Leo Marks (1920-2001) was a British cryptographer conscripted into the codes section of the Special Operations Executive(SOE) in January 1942 - the wartime agency Winston Churchill tasked with sabotage and resistance support across Nazi-occupied Europe. Within about a year he was effectively running SOE’s codes office, still in his early twenties. He later wrote Between Silk and Cyanide: A Codemaker’s War 1941-1945, a memoir of that work that the UK government held back from publication for decades before clearing it in 1998.

The poem code’s fatal flaw

Before Marks arrived, agents dropped into France or the Low Countries relied on the poem code: memorise a poem, pick a handful of words from it as an encryption key, and use the letters of those words to scramble a message by transposition. No paper key to be caught carrying - which sounded clever until you saw how it broke. Agents leaned on poems they already knew, and German cryptanalysts simply searched well-known verse until the key fell out. Worse, a memorised poem is not something you can burn: under interrogation, it could be dragged out of a captured agent, unlocking every message they’d ever sent under it. It’s a world away from something like a basic Caesar shift, where the “key” is just a number - the poem code’s danger was that the key lived in a person’s head, and people can be broken.

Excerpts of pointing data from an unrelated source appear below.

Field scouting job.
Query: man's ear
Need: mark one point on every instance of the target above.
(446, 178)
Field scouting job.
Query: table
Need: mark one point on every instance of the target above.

Marks’s fix: keys you could burn

Marks’s answer was the Worked Out Key, or WOK: instead of a poem in an agent’s memory, each agent carried a set of pre-arranged transposition keys printed on a small sheet of silk. Silk held up to sweat and travel and could be sewn into a lining or a seam. Crucially, each key was used once - the agent cut or tore off that section of silk after sending the message and destroyed it, so nothing survived capture that could compromise past or future traffic. Later in the war SOE pushed this further still, moving some traffic to genuine one-time pads, also printed on silk for the same reasons: nothing memorised, nothing reused, nothing left to torture out of anyone.

Why it mattered

This wasn’t an academic cipher exercise. SOE agents were operating alone, in disguise, inside Gestapo-patrolled cities, and a broken code could roll up an entire resistance network in one sweep. Marks spent the war treating every key as a life-or-death design problem, not a puzzle - which is precisely why the field moved from “memorable” toward “disposable.” It’s the same instinct behind every serious cipher since: the strongest ones are those where the secret can be destroyed the moment it’s used.